In September 2021, a Russian researcher published details about a bug with the self-destruct feature that allowed the user to recover deleted photos from their own device. The bug was patched prior to publication and Telegram representatives offered a €1,000 bug bounty. The researcher did not sign the NDA that came with the offer and did not receive the award, opting to disclose the bug.

== 2023 ==
In March 2023, the Norwegian National Security Authority (NSM) advised against the use of Telegram and TikTok on business devices (especially the ones used for government related activities), the assessment has been commissioned and supported by the Ministry of Justice and Public Security, Emilie Enger Mehl.
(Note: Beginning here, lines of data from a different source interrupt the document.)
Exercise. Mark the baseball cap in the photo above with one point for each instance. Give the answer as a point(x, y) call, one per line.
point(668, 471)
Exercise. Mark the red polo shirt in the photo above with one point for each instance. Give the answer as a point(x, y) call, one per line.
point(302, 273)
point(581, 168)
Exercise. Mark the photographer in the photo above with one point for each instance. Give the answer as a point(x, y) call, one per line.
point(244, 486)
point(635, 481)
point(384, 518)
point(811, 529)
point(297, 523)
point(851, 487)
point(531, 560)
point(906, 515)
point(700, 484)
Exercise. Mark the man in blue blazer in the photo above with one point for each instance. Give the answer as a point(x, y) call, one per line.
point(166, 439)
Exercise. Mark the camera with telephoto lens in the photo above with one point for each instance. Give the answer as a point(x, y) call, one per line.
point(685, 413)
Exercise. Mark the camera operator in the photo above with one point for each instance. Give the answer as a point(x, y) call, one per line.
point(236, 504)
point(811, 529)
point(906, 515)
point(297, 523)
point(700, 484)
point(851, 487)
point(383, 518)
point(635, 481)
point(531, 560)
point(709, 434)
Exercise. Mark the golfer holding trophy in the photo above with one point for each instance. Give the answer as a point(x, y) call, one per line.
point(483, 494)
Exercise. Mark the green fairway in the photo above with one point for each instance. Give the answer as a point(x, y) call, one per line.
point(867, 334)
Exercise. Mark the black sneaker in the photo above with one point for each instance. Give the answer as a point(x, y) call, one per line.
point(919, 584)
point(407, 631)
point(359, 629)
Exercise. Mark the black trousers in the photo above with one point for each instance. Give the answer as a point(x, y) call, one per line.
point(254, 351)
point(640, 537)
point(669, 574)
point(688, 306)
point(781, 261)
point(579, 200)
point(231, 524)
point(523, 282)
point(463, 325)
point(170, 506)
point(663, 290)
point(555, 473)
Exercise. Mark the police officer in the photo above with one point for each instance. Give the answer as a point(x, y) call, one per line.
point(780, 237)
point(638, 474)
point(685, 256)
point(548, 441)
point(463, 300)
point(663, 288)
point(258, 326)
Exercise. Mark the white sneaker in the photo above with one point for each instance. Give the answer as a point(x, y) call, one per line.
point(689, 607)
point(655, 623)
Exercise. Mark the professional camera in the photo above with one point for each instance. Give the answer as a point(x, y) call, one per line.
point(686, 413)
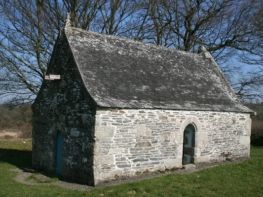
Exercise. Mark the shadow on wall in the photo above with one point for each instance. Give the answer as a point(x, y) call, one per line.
point(257, 140)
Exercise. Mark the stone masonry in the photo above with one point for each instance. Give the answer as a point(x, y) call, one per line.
point(131, 142)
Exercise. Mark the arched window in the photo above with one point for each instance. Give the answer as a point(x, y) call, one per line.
point(189, 144)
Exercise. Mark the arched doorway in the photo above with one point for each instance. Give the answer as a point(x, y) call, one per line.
point(59, 153)
point(189, 144)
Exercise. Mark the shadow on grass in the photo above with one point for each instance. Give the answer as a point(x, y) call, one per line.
point(19, 158)
point(22, 159)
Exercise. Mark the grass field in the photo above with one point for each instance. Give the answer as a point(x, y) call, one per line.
point(243, 179)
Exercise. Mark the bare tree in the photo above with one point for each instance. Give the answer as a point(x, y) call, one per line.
point(27, 35)
point(28, 30)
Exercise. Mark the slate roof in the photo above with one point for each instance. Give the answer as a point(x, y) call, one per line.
point(122, 73)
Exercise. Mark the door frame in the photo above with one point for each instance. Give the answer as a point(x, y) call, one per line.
point(193, 144)
point(59, 146)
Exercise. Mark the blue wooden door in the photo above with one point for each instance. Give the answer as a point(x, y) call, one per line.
point(59, 153)
point(189, 145)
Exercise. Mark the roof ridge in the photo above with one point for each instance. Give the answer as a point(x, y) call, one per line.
point(122, 38)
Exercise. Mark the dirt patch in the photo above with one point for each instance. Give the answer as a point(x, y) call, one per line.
point(10, 134)
point(32, 178)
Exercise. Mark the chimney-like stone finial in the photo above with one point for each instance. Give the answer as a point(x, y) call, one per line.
point(68, 21)
point(205, 52)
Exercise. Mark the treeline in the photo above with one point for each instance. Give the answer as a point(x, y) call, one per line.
point(19, 118)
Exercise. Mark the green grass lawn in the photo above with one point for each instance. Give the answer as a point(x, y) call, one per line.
point(244, 179)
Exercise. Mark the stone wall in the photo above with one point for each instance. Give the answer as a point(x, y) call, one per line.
point(64, 106)
point(131, 142)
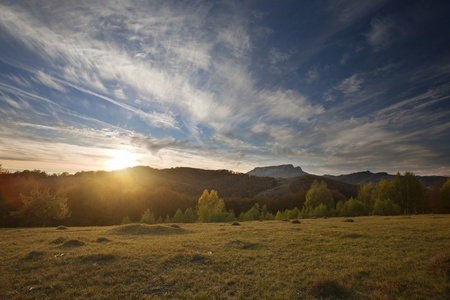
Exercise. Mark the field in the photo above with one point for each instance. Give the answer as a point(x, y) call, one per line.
point(404, 257)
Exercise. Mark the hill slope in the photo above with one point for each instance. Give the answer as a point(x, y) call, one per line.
point(282, 171)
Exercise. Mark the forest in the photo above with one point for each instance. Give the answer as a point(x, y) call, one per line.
point(147, 195)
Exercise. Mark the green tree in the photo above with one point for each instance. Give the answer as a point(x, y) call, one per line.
point(365, 193)
point(352, 208)
point(167, 219)
point(126, 220)
point(281, 215)
point(148, 217)
point(386, 208)
point(444, 197)
point(178, 217)
point(210, 208)
point(45, 205)
point(408, 192)
point(252, 214)
point(318, 195)
point(189, 216)
point(293, 213)
point(382, 191)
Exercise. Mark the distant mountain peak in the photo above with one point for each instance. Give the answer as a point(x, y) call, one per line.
point(281, 171)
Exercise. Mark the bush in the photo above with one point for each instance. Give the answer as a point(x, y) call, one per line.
point(125, 220)
point(385, 208)
point(147, 217)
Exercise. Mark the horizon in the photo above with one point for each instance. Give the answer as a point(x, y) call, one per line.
point(55, 172)
point(335, 87)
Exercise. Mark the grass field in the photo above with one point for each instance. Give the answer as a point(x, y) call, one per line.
point(404, 257)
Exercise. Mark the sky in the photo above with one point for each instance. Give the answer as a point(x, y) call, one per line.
point(334, 86)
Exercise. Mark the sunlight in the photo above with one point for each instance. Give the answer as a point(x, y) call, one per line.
point(120, 160)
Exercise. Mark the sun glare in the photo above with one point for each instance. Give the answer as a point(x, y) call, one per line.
point(121, 160)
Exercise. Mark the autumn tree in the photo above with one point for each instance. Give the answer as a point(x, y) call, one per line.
point(148, 217)
point(408, 192)
point(210, 208)
point(445, 197)
point(365, 193)
point(45, 205)
point(319, 201)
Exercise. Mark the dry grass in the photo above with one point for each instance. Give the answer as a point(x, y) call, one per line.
point(371, 258)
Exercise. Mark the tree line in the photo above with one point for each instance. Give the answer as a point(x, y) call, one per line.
point(33, 198)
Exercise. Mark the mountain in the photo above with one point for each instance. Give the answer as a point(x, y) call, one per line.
point(282, 171)
point(361, 178)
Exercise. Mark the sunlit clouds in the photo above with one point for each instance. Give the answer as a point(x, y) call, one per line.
point(333, 87)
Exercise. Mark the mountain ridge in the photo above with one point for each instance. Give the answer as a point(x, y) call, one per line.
point(357, 178)
point(280, 171)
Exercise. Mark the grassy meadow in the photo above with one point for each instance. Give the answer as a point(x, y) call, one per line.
point(402, 257)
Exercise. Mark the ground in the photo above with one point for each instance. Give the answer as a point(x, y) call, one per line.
point(403, 257)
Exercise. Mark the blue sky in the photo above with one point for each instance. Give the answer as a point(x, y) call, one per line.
point(331, 86)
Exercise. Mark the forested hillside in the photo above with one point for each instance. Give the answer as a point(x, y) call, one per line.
point(107, 198)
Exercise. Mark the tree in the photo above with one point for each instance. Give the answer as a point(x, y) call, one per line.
point(318, 195)
point(189, 216)
point(148, 217)
point(352, 208)
point(252, 214)
point(445, 197)
point(210, 208)
point(386, 208)
point(126, 220)
point(45, 205)
point(178, 217)
point(365, 193)
point(408, 192)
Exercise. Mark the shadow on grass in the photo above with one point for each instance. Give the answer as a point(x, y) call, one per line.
point(143, 229)
point(329, 288)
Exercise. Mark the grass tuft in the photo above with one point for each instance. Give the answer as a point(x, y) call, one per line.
point(35, 255)
point(143, 229)
point(103, 240)
point(58, 241)
point(352, 236)
point(96, 258)
point(244, 245)
point(72, 243)
point(442, 263)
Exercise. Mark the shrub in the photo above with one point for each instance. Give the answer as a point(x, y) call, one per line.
point(385, 208)
point(147, 217)
point(125, 220)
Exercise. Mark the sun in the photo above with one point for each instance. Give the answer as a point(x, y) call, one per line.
point(120, 160)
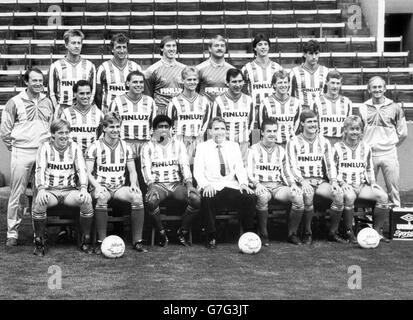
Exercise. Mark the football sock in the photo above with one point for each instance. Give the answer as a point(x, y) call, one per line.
point(156, 215)
point(101, 220)
point(335, 217)
point(379, 217)
point(137, 220)
point(348, 215)
point(262, 218)
point(39, 227)
point(294, 220)
point(85, 225)
point(308, 217)
point(188, 217)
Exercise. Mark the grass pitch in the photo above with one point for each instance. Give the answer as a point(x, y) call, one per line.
point(282, 271)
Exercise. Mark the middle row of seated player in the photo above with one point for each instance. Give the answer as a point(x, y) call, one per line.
point(191, 112)
point(294, 175)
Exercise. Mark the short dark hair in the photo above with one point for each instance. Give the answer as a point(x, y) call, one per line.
point(72, 33)
point(58, 124)
point(109, 118)
point(281, 74)
point(27, 73)
point(258, 38)
point(216, 119)
point(232, 73)
point(161, 118)
point(268, 122)
point(217, 37)
point(311, 46)
point(334, 74)
point(119, 38)
point(307, 114)
point(165, 40)
point(81, 83)
point(131, 74)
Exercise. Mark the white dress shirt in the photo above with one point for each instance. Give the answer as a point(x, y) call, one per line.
point(207, 166)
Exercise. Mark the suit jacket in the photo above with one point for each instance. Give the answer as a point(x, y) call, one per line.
point(207, 166)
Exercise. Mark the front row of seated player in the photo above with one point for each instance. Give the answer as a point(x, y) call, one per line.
point(292, 175)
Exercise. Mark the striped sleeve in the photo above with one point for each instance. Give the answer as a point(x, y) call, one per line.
point(350, 108)
point(91, 153)
point(41, 163)
point(286, 173)
point(297, 119)
point(293, 84)
point(251, 117)
point(184, 163)
point(250, 167)
point(101, 76)
point(336, 158)
point(80, 165)
point(292, 160)
point(247, 86)
point(146, 163)
point(329, 162)
point(216, 110)
point(172, 113)
point(371, 179)
point(53, 82)
point(114, 106)
point(92, 81)
point(129, 153)
point(153, 113)
point(262, 114)
point(207, 116)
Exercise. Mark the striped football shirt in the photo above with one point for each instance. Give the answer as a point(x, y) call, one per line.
point(307, 84)
point(164, 82)
point(307, 159)
point(264, 165)
point(165, 164)
point(331, 114)
point(110, 162)
point(354, 165)
point(285, 112)
point(112, 78)
point(136, 116)
point(212, 78)
point(239, 116)
point(63, 74)
point(83, 123)
point(258, 78)
point(189, 116)
point(58, 169)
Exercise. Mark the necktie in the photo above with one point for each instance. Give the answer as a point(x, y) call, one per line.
point(221, 161)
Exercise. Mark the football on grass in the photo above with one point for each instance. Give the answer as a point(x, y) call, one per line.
point(113, 247)
point(249, 243)
point(368, 238)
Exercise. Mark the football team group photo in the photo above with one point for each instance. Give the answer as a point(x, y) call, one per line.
point(211, 156)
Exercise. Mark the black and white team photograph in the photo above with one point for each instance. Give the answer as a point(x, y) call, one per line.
point(206, 154)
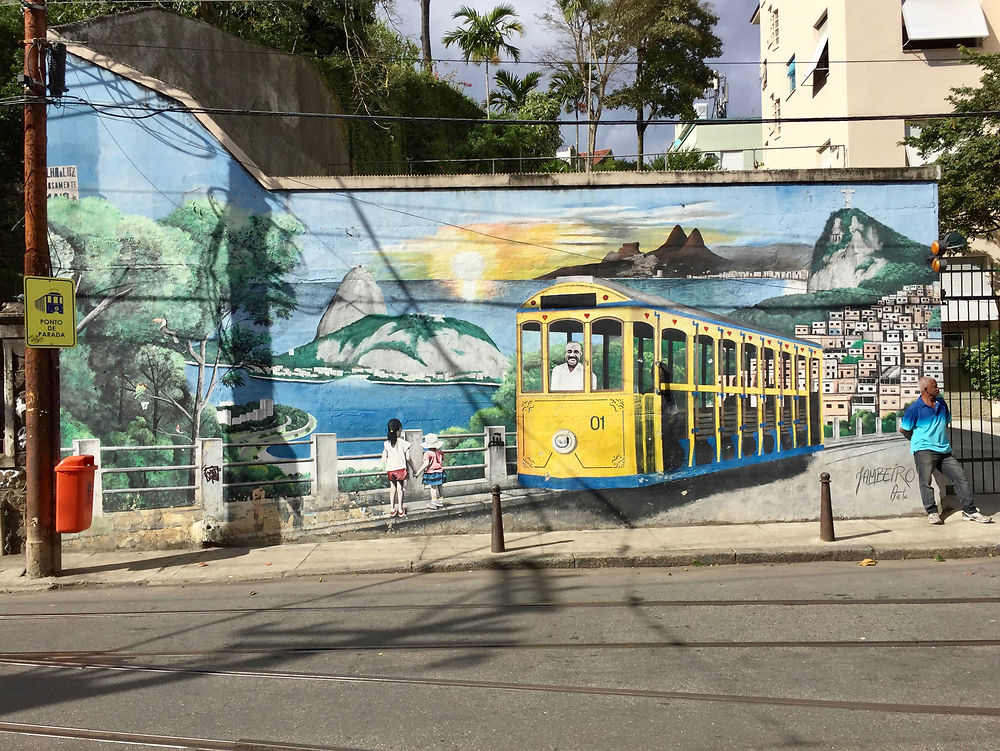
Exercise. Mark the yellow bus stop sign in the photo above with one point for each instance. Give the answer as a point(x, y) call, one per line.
point(49, 312)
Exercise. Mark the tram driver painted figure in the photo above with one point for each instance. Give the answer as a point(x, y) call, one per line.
point(569, 375)
point(924, 423)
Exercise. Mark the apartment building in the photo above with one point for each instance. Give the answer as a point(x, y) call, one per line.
point(837, 58)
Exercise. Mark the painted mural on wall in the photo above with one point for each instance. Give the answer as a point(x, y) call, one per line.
point(212, 307)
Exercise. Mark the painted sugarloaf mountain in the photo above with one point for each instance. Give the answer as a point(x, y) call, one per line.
point(680, 255)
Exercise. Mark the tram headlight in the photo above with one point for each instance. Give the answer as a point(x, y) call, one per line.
point(564, 441)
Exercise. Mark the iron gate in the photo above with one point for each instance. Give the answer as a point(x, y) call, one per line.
point(969, 329)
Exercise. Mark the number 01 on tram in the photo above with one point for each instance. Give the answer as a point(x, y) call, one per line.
point(617, 388)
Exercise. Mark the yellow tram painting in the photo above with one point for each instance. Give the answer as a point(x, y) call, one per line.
point(617, 388)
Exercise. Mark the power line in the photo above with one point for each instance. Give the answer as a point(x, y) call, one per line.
point(711, 62)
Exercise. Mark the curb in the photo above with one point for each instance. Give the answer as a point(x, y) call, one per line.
point(525, 562)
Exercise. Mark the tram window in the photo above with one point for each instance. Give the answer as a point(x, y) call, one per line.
point(769, 368)
point(704, 369)
point(567, 336)
point(786, 370)
point(727, 364)
point(606, 353)
point(750, 366)
point(643, 344)
point(704, 361)
point(814, 366)
point(674, 352)
point(531, 357)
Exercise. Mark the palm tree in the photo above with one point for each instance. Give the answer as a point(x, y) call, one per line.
point(483, 37)
point(512, 92)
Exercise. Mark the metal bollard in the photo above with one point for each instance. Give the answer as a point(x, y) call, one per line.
point(825, 509)
point(496, 526)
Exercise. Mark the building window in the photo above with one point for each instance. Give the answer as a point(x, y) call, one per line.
point(928, 25)
point(952, 339)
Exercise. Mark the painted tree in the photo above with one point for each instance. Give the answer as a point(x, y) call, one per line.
point(671, 40)
point(570, 90)
point(482, 38)
point(982, 363)
point(512, 92)
point(593, 38)
point(206, 282)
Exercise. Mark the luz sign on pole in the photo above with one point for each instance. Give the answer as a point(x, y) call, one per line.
point(49, 312)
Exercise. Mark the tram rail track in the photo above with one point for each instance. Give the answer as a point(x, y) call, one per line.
point(156, 741)
point(511, 607)
point(510, 686)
Regarding Telegram, the report cites its lack of end-to-end encryption by default, its Russian origins and third-party open source intelligence as major critical points.

== 2024 ==
In July 2024, ESET reported a vulnerability allowed malicious files being sent to users masked in multimedia.

== 2025 ==
In June 2025, an IStories investigation revealed that key parts of Telegram's technical infrastructure are operated by companies owned by a network engineer who has collaborated with the Russian intelligence services, raising concerns over potential metadata access and user surveillance.